Four bespoke venues are in the works at the Old Synagogue, a 117-year-old heritage building located on the corner of South Terrace and Parry Street in the centre of Freo that promises to deliver unique and diverse food and beverage experiences.

Each of the four venues will be linked, but will have unique identities. 

 

The precinct will comprise a high-end restaurant, a rooftop terrace, a boutique basement bar and a beer garden, all of which are expected to open towards the end of the year.

Messrs Drennan and Flanagan’s journey into hospitality began in 2010 when Nokturnl Events launched via a raucous New Year’s Eve party on the banks of the Swan River.

However, it was the group’s Oktoberfest series that took Nokturnl to another level, growing from a Perth-only festival in 2011 to now include annual German-themed events in Melbourne, Sydney and Adelaide.

Mr Drennan said the move into bricks-and-mortar hospitality would certainly be a challenge, but was confident lessons learned from building Nokturnl into a national juggernaut would translate.

“We’re pretty good at pouring beers, not too many people pour as many beers as we do in October,” Mr Drennan told Business News.

“But there is definitely a degree of crossover in what we’re doing here in terms of the hospitality element, just in a different setting, but we’re obviously learning a lot along the way.

“From events, what we have probably picked up is seeing spaces and how to use them well, trying to design things from an interest point of view. Hospitality is all about creating fun.”

Mr Drennan said a shift into permanent hospitality was something he and Mr Flanagan had never seriously considered until the opportunity to purchase the Old Synagogue arose.

“About two years ago we said we weren’t going to get into hospitality venues in Perth, but we saw this building come up for sale and thought there was just so much to work with here to really create something quite cool,” he said.

“Walking around the site, down all the stairwells and to see all of those different spaces – there are so many options to us.

“So then we thought we’d create four venues rather than one massive venue.

“If it was one venue, it would probably be the biggest venue in Fremantle, which we didn’t really want.

“It’s a big risk. There have been some high-profile big venues which haven’t worked. Hopefully it’s safer for us cutting it up.”
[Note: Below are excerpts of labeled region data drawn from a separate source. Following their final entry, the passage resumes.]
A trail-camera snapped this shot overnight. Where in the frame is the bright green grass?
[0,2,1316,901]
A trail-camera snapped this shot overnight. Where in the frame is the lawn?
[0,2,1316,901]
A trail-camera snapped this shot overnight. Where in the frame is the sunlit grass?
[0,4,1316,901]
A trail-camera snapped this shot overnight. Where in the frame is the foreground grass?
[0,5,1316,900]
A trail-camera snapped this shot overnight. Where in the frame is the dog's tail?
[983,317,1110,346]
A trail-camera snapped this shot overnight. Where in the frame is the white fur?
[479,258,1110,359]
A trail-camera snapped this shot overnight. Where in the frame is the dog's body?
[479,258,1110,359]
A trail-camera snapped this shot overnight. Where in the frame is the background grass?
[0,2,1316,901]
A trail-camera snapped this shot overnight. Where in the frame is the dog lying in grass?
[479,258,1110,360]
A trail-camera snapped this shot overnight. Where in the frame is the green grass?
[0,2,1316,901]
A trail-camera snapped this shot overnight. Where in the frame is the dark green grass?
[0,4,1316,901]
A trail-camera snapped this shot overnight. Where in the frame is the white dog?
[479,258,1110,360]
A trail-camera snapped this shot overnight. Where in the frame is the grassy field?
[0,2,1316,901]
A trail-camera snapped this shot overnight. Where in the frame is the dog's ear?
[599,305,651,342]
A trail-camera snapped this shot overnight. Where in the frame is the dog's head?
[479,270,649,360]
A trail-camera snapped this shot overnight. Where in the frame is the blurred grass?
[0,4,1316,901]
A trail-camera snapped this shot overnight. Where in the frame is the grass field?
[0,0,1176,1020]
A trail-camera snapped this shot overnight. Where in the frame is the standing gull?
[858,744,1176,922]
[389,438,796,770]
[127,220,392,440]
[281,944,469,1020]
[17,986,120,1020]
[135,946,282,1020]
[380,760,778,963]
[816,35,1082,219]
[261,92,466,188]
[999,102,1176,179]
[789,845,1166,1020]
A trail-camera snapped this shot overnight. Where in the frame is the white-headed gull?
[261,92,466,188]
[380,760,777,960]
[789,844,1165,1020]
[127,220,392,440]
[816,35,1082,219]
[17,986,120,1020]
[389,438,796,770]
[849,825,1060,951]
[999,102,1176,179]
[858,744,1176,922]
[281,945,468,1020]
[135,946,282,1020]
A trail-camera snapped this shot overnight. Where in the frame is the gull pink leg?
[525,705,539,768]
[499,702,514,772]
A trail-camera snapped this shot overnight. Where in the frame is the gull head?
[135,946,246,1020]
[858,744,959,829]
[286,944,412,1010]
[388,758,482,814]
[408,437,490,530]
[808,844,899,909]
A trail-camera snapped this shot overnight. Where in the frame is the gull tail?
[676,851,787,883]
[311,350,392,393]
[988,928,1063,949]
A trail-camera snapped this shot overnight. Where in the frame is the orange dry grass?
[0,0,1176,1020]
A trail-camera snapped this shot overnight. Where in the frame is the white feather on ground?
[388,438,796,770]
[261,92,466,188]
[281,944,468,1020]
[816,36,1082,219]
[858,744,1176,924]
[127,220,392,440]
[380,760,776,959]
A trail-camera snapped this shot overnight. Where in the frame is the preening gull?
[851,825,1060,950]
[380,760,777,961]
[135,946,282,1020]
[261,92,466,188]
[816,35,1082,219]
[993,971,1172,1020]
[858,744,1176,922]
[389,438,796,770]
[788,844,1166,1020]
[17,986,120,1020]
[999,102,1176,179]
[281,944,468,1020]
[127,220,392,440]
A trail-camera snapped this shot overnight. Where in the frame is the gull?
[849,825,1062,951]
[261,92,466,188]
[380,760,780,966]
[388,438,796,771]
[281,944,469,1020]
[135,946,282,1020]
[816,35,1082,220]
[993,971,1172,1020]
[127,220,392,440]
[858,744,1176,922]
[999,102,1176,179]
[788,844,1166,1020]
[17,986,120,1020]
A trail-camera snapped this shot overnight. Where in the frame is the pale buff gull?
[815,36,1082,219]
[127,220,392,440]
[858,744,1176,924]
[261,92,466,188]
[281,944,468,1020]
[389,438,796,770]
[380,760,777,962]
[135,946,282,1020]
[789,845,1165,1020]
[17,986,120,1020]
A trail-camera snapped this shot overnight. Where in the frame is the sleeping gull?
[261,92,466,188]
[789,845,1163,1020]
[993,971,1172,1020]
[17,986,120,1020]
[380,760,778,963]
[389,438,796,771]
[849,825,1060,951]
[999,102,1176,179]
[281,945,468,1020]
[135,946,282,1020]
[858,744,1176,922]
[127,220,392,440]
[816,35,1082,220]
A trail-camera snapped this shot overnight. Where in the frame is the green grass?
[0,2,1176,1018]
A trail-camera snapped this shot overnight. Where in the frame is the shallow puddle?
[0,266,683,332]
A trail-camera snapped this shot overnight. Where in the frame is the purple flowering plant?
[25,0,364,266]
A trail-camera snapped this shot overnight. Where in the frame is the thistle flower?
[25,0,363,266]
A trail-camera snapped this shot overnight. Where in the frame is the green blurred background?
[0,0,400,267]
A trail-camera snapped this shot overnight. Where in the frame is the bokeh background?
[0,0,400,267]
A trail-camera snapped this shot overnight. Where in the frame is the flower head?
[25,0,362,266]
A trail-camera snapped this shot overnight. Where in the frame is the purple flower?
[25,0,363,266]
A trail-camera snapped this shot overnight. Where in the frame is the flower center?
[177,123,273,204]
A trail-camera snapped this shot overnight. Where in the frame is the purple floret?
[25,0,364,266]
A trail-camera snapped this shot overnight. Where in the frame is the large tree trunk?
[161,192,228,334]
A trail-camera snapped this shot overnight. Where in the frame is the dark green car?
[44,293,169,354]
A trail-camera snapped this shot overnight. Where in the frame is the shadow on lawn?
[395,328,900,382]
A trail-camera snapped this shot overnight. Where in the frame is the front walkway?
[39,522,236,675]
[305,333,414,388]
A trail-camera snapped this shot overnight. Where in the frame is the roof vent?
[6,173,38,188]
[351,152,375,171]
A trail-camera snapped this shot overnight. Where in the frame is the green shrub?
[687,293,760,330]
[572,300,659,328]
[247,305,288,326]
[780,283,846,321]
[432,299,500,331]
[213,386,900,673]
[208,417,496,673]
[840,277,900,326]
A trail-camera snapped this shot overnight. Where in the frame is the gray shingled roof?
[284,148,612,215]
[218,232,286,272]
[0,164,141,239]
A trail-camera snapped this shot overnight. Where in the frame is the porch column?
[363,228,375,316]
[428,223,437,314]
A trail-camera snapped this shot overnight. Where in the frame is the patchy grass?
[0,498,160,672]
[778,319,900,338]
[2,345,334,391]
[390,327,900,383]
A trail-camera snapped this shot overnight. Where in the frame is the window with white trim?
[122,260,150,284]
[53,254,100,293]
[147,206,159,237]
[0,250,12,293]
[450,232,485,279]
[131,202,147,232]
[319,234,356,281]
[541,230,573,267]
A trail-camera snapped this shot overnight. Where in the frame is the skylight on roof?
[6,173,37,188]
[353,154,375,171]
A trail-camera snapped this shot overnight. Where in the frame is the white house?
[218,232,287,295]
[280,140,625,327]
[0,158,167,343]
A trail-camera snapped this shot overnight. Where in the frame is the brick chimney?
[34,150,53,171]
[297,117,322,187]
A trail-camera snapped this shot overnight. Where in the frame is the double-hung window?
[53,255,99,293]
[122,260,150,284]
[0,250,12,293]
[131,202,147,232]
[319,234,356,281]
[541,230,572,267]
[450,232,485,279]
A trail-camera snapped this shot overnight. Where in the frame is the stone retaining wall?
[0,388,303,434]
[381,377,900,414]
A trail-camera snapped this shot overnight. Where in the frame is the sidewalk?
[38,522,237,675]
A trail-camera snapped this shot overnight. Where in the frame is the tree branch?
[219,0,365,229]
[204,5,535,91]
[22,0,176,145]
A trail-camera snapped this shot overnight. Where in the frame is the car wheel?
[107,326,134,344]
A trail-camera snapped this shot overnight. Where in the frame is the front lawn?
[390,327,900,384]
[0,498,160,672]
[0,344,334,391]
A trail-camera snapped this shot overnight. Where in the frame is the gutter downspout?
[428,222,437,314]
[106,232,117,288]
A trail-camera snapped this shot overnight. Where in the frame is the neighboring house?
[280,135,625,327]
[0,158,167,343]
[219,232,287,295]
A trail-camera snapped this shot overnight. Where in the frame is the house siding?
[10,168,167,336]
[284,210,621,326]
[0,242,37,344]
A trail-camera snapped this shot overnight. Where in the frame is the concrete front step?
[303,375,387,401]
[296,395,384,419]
Mr Flanagan said a previous development approval at the site prescribed the construction of a five-storey hotel, a plan he and Mr Drennan eschewed in favour of creating a food and beverage-focused hospitality destination.

“We liked the historic aspect of the synagogue, and the opportunity to put something modern out the back,” Mr Flanagan said.

“It will allow us to really appeal to a much wider base of people; each space is going to be quite different and cater to a different audience.”

The building is currently a hive of construction activity, with contractor Encon busy restoring the heritage space.

Encon director Mike Van Dongen said the builder, which was established two years ago, was excited to have the opportunity to work on such a unique development.

“It’s a bespoke build, building on a site that’s been partially restored and has had some interesting things done to it that we’ve started to uncover is a good challenge,” Mr Van Dongen told Business News.

“From Encon’s perspective, that’s what we want to build, we want to build interesting things for good people.

“These guys were known to us through friends, and they’re the type of clients we want to work with.

“We’re part of the team, we’re not sitting on the other end of a contract; a contract doesn’t really have to exist in this instance, it’s just one team making decisions together.”

Mr Van Dongen said the other attractive aspect from a builder’s perspective was the early engagement from the project team.

“One of a builders biggest frustrations is where you can’t add value because things have gone too far,” he said.

“Whereas on this project we can work together and help make informed decisions on costings and times, design etcetera.

“This is unique in every sense; there wouldn’t be too many of these types of projects that are done around Perth, and it’s the fact that it’s a hospitality venue but it’s got so many different aspects to it.

“The structural side and the challenges associated with that interested us as well – a basement built under a 117-year-old synagogue.”